И СОВА КРИЧАЛА, И САМОВАР ГУДЕЛ…
Представьте себе, что вы живете на леднике, медленно и невозвратно сползающем в пропасть. Правда, шаманы, неся какую-то диалектическую чушь, доказывают, будто родной ледник не сползает, а, наоборот, неуклонно движется вперед и выше, но аборигены-то примечают, как с каждым годом жить становится все хуже и грустнее. Они-то слышали, что где-то там, в долинах, у людей жизнь совсем другая… Но вот выдвинут новый вождь, он решительно открывает своему народу глаза на гибельное сползание и призывает, уничтожив ледник, зажить, как и весь цивилизованный мир, на естественной почве, а она — старожилы еще помнят — сказочно плодородна. Итак, диалектические шаманы изгнаны, аборигены долбят лед, а потревоженный глетчер вдруг ускоряет свое скольжение вниз. Плодородной земли пока не видно, а в ушах — свист ветра и слова вождя: «Не волнуйтесь — процесс пошел!» Остается добавить, что ошалевшие аборигены начинают яростно делить свой раскалывающийся ледник, разбиваются по кланам и родам, полагая, будто порознь падать лучше, а может, еще удастся и зацепиться…
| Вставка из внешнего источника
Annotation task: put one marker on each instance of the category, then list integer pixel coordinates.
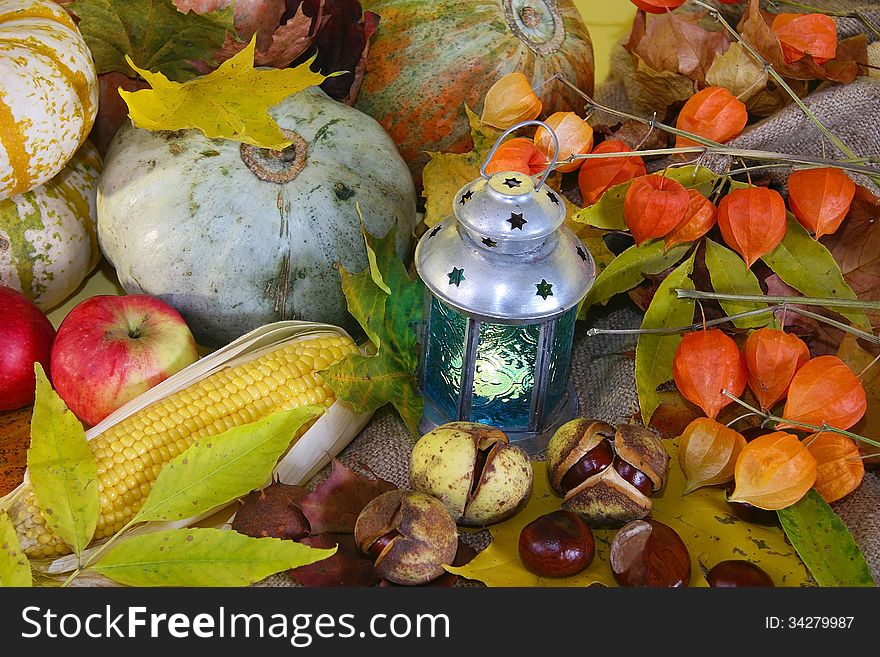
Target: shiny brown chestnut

Вот такая прозрачная аллегория. Конечно, читатель может спросить: «Выходит, по-вашему, вообще не надо было трогать ледник, занимавший шестую часть суши и лежавший «касаясь трех великих океанов»?» Я этого не говорил и не скажу никогда, но я считаю, что, разрушив миф о плодородном леднике заодно с самим ледником, не следует тут же творить новый миф — о счастье падения и распада.
Жертвам компрачикосов (я и себя считаю таковым) больно, когда им начинают выправлять изуродованные кости, возможно, даже еще больнее, чем раньше, когда их тела медленно, год за годом гнули в бараний рог. Поэтому, отважившись на такую операцию, вряд ли стоит ожидать слез восторга. Но к социальной хирургии я еще вернусь.
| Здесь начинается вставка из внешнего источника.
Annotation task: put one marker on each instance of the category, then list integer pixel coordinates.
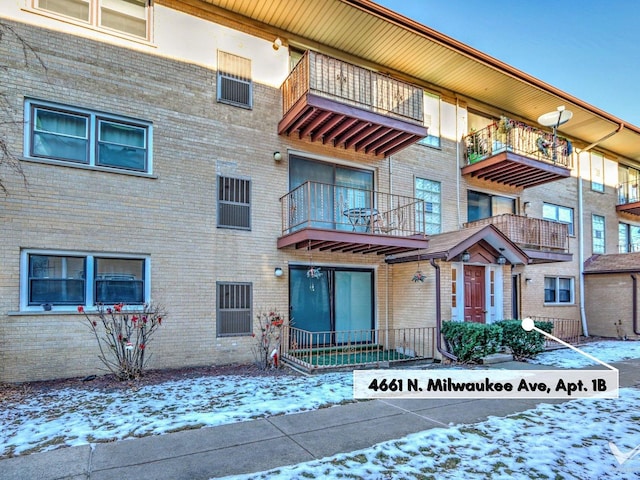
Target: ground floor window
(233, 312)
(339, 302)
(55, 279)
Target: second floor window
(597, 226)
(130, 17)
(557, 213)
(429, 191)
(80, 136)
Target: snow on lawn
(570, 440)
(73, 416)
(607, 351)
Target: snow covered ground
(551, 441)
Когда сегодня иной выросший на кафедре марксизма-ленинизма реформатор начинает раздражаться косностью и неразворотливостью народной массы, не понимающей своих грядущих выгод, мне хочется в свою очередь спросить: «А что же, вы не знали, в какой парадоксальной стране начинаете реформы? Вы что же, Бердяева или Чехова не читали? «Вишневый сад», например:
Фирс: Перед несчастьем тоже было: и сова кричала, и самовар гудел бесперечь.
Гаев: Перед каким несчастьем?
Фирс: Перед волей.»
Вот и спорь тут с почвенниками про наш особый путь, если мы умудрились предложить миру даже свой особенный вид военного путча, являющегося составной частью демократического процесса: черные начинают и сразу проигрывают.